What do you mean by "attacked"?


----------



## tsm1002 (Apr 25, 2014)

I mean the young child walked in & he attacked him, Harley had him on floor, it lasted all of maybe 10 seconds and I grabbed him by the mouth(the dog) & pulled him off.


----------



## Bob_McBob (Nov 15, 2012)

Growling, teeth bared? Was there biting involved?
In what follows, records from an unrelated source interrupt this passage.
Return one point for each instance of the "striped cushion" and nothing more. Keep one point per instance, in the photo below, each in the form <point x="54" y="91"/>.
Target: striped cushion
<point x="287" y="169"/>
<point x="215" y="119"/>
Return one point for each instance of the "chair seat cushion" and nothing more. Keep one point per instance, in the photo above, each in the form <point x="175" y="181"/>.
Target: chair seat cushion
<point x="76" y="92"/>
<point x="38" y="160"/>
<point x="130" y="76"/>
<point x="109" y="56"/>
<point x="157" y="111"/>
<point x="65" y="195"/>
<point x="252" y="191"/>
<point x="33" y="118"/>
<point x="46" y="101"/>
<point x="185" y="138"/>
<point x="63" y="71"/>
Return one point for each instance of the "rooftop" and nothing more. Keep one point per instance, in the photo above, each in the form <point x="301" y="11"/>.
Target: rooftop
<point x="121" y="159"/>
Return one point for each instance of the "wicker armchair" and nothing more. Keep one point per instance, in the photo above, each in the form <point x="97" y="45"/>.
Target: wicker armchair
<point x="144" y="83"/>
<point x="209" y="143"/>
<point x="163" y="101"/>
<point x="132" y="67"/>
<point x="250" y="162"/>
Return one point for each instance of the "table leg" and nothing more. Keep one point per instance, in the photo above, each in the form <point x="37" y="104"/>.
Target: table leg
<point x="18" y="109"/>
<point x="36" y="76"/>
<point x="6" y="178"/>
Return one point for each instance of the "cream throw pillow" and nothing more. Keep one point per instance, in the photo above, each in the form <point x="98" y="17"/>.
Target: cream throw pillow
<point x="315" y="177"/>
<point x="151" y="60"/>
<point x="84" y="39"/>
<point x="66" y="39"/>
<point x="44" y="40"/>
Did it break the skin?


----------



## my boy diesel (Mar 9, 2013)

where is the dog located?


----------



## tsm1002 (Apr 25, 2014)

No growling, yes one puncture, he's in Michigan


----------



## tsm1002 (Apr 25, 2014)




----------



## huntergreen (Jun 28, 2012)

he is a good looking dog. wonder if you could get him evaluated and see if the problem is correctable.


----------



## tsm1002 (Apr 25, 2014)

I have talked with several really good trainers, that will come evaluate him, one said it didn't sound like a prey type attack,& that he probably could be trained, for 2300 dollars, I could have quite a dog, 2 problems there, 1 I don't have that kinda money, 2 after the incident my BF is not on that train of thought, I'm sure if I had the money & could prove him to be a great dog, that would be a little different, but unfortunately that money is hard for me to come up with currently...


----------



## tsm1002 (Apr 25, 2014)

So yes with really good training it could be corrected


----------